Academic background
- Education: B.S., Chemistry, University of Madras MBA, 1981, Indian Institute of Management Calcutta PhD, 1985, Management Information Systems, University of Illinois at Urbana–Champaign
- Thesis: A model for the design of distributed databases (1985)

Academic work
- Institutions: Eller College of Management

= Sudha Ram =

Indian-American business professor

Sudha Ram is an Indian American professor of business. As of 2026, She teaches at the University of Arizona's Eller College of Management and directs the INSITE: Center for Business Intelligence and Analytics.

==Early life and education==
Ram completed her Bachelor of Science degree in chemistry from the University of Madras and received her MBA from the Indian Institute of Management Calcutta. Following this, she travelled to North America and enrolled in the University of Illinois for her PhD. Ram completed her PhD under the guidance of her doctoral advisor, computer scientist Geneva Belford.

==Career==
Upon completing her PhD in 1985, Ram joined the faculty at the University of Arizona's Eller College of Management. She was a founding board member of the Maha Ganapati Temple of Arizona and taught Hindi at the Krishna Temple in Phoenix.

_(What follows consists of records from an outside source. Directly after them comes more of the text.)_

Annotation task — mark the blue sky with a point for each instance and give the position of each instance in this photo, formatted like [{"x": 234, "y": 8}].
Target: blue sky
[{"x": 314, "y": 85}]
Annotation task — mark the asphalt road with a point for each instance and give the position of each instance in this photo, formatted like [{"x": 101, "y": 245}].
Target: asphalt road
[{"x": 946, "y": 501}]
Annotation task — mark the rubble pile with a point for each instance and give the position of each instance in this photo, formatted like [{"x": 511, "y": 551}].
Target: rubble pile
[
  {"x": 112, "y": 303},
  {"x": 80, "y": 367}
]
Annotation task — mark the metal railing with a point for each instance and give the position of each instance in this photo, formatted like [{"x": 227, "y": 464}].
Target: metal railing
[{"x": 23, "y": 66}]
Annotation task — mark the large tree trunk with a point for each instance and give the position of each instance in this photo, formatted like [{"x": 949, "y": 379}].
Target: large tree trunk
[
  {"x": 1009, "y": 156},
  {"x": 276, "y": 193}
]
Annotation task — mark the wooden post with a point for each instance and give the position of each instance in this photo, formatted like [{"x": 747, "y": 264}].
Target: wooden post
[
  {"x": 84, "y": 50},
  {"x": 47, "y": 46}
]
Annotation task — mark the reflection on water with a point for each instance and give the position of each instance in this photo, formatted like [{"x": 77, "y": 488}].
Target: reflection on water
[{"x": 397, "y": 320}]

In 2011, Ram established the INSITE: Center for Business Intelligence and Analytics to "develop techniques, algorithms, and technologies to extract actionable insights from "Big Data" including structured and unstructured sources such as blogs, tweets, and other sources." As the director, she partnered with Fortaleza officials and the University of Fortaleza to solve their overcrowded transportation issues. Ram and her colleagues helped develop an online dashboard where Fortaleza city planners could access data about possible issues within the city's bus system. She also worked with researchers in the United States and led the creation of a model that was able to successfully predict approximately how many asthma-related incidents would plague a Dallas emergency room. Her research teams' model came to this conclusion based on an analysis of data gleaned from electronic medical records, air quality sensors and Twitter. Through the period of three months, Ram and her research team collected air quality data from environmental sensors and gathered and analyzed asthma-related tweets containing certain keywords. Once the data was collected, the model used text-mining techniques to figure out the ZIP codes where most of the hospital's patients live, according to electronic medical records.

As a result of her research endeavours, Ram was named the co-recipient of the Anheuser-Busch Chair in Entrepreneurship Studies alongside finance professor Sandy Klasa. In an effort to increase student retention at the university, Ram worked with Arizona's IT department to gather data on freshman ID cards (called CatCard) usage over a three-year period. By tracking their digital traces, she was able to correctly identify 85% of students who would drop out before they graduated. Ram then generated a list of the top 20% at high risk of dropping out and sent them out to the individual college advisers. However, this raised privacy concerns and was compared to China's Social Credit System. The following year, Ram was elected Editor in Chief of the Journal of Business Analytics ran through the Operational Research Society.

During the COVID-19 pandemic, Ram investigated ways to use information systems to help trace the spread of the virus for students, staff and faculty at the university. She led various projects including working on a Bluetooth-enabled app that would digitally trace contact that users have had with people around campus. Another one of her projects involved a web-based system using anonymized Wi-Fi logs to understand real-time movement and traffic patterns on campus.